You asked "how bad". So to flesh out @RobertKoritnik's (entirely accurate) answer a bit...
That code is incorrect. Incorrect doesn't come in shades of grey. This code violates the standard and is therefore incorrect. It would fail validation checking, and it should.
That said, no browser currently on the market would complain about it, or have any problem with it at all. Browsers would be within their rights to complain about it, but none of the current versions of any of them currently do. Which doesn't mean future versions might not treat this code badly.
Your behavior trying to use that ID as a selector, either in css or javascript, is unguessable and probably varies from browser to browser. I suppose a study could be done to see how each browser reacts to that. I think in the best case, it would treat it just like "class=", and select the list of them. (That might confuse JavaScript libraries, though--if I were the author of jQuery, I might have optimized my selector code so that if you come to me with a selector starting with "#", I expect a single object, and getting a list might bork me completely.)

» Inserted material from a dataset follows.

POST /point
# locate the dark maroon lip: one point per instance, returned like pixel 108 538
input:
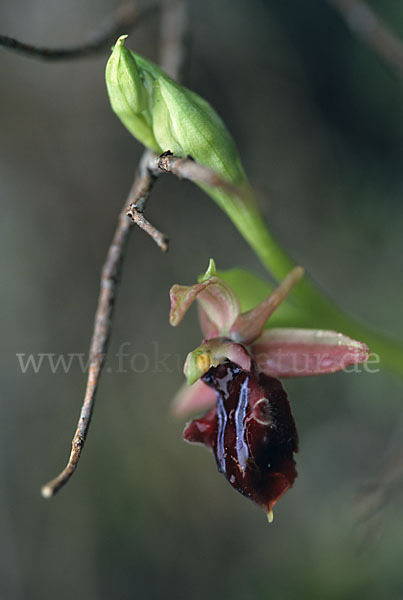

It also might select the first one, or possibly the last one, or select none of them, or crash the browser entirely. No way to tell without trying it.
"How bad" then depends entirely on how strictly a particular browser implements the HTML spec, and what it does when confronted with a violation of that spec.
EDIT: I JUST happened to come across this today. I'm pulling in various components from search forms on various types of entities to produce a great big all-in-one reporting utility for this site, I'm loading up the remote pages' search forms in hidden divs and slotting them into my report generator when the appropriate entity type is selected as the source for the report. So there's a hidden version of the form, and a version displayed in the report generator. The JavaScript that came with, in all cases, refers to elements by ID, of which there are now TWO on the page--the hidden one, and the displayed one.
What jQuery seems to be doing is selecting me the FIRST one, which in all cases is exactly the one I DON'T want.
I'm working around this by writing selectors to specify the region of the page I want to get my field in (ie: $('#containerDiv #specificElement') ). But there's one answer to your question--jQuery on Chrome definitely behaves a particular way when confronted with this spec violation.